Esa noche, Amara no pudo dormir.
Se recostó en la cama de su pequeño apartamento en Manhattan, pero sus ojos permanecían abiertos, mirando el techo, viendo sombras que no estaban.
El recuerdo de la galería la perseguía, la pintura, la carta, la frase en francés. Todo giraba en su mente como un eco que no podía callar.
De repente, el cuarto se volvió más frío, y un destello dorado atravesó su memoria.
Sintió que estaba en otro lugar, en otro tiempo.
Un campo húmedo de Panamá, con aroma a tierra mojada.
Un joven con cabello negro y mirada intensa la esperaba bajo un árbol de mango.
Era él. Era Elías.
—Amara… —dijo, y su voz le atravesó el alma.
—Te conozco… —susurró ella, aunque no sabía cómo.
—Siempre lo hemos sabido —respondió él—. Nuestras almas se recuerdan, incluso cuando los cuerpos olvidan.
Amara cerró los ojos, y las imágenes se hicieron más nítidas:
Calles empedradas, el puerto al fondo, risas que no eran suyas pero le sonaban familiares.
Una casa antigua, donde dos manos se entrelazaban bajo la luz de la tarde, promesas selladas con un beso que nunca debió romperse.
Despertó con el corazón latiendo desbocado.
El reloj marcaba las 3:13 a.m., pero no era la hora lo que la asustaba.
Era la certeza de que no estaba sola en esta vida.
Alguien —o algo— la llamaba desde el pasado.
Al día siguiente, no pudo evitar volver a la galería.

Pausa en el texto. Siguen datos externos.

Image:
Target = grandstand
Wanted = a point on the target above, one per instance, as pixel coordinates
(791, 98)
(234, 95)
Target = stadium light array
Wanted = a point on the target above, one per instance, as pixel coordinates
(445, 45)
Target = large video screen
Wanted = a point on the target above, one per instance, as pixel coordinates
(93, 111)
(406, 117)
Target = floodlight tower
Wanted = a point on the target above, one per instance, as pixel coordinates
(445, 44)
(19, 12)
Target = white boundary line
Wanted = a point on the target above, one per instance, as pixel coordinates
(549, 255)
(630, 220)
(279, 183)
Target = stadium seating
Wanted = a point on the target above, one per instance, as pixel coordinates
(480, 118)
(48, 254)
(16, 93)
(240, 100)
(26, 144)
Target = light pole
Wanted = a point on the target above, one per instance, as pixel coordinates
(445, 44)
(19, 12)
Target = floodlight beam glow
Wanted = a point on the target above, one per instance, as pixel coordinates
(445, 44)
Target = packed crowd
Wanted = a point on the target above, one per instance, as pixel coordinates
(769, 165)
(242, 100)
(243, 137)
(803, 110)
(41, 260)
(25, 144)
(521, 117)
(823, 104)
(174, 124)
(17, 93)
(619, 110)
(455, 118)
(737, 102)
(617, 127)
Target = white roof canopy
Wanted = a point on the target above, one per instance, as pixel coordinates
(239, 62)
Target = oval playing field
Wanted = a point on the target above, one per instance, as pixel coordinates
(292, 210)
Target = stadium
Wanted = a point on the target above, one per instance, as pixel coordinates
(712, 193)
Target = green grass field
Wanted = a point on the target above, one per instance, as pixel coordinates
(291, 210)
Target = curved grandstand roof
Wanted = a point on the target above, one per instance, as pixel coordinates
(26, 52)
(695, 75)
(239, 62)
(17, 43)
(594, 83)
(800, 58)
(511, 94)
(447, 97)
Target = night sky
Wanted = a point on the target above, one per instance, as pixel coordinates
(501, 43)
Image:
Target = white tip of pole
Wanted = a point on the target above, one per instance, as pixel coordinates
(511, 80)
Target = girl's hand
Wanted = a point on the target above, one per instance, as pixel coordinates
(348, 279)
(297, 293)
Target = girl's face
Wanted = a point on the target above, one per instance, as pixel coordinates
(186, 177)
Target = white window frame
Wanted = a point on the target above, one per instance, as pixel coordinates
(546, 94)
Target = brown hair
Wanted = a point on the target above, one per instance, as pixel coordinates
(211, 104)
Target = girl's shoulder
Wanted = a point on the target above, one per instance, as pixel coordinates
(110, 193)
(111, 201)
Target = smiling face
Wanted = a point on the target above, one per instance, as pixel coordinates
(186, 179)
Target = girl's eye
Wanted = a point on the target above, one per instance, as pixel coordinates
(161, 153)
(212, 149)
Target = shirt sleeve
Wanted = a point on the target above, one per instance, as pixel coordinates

Elías estaba ahí, pintando otra vez.
Sus ojos se encontraron, y en ese instante todo lo que habían sentido antes de conocerse se disparó.
—Tú… —comenzó Amara, pero las palabras se atascaban en su garganta.
—Lo sé —interrumpió él suavemente—. Lo estamos recordando juntos.
Ambos permanecieron en silencio, conscientes de que algo más grande que ellos los movía.
La pintura frente a ellos brillaba con un nuevo matiz.
El lienzo parecía susurrarles:
«L’amour ne meurt pas, il change de visage.»
El amor no muere, solo cambia de rostro.
Ese día, Amara comprendió que su vida en Nueva York solo era una continuación.
Que Panamá no era solo un recuerdo lejano, sino un lugar donde su destino y el de Elías se había escrito hacía siglos.
Y que si no entendían la lección de esa vida pasada, la historia estaba condenada a repetirse… otra vez.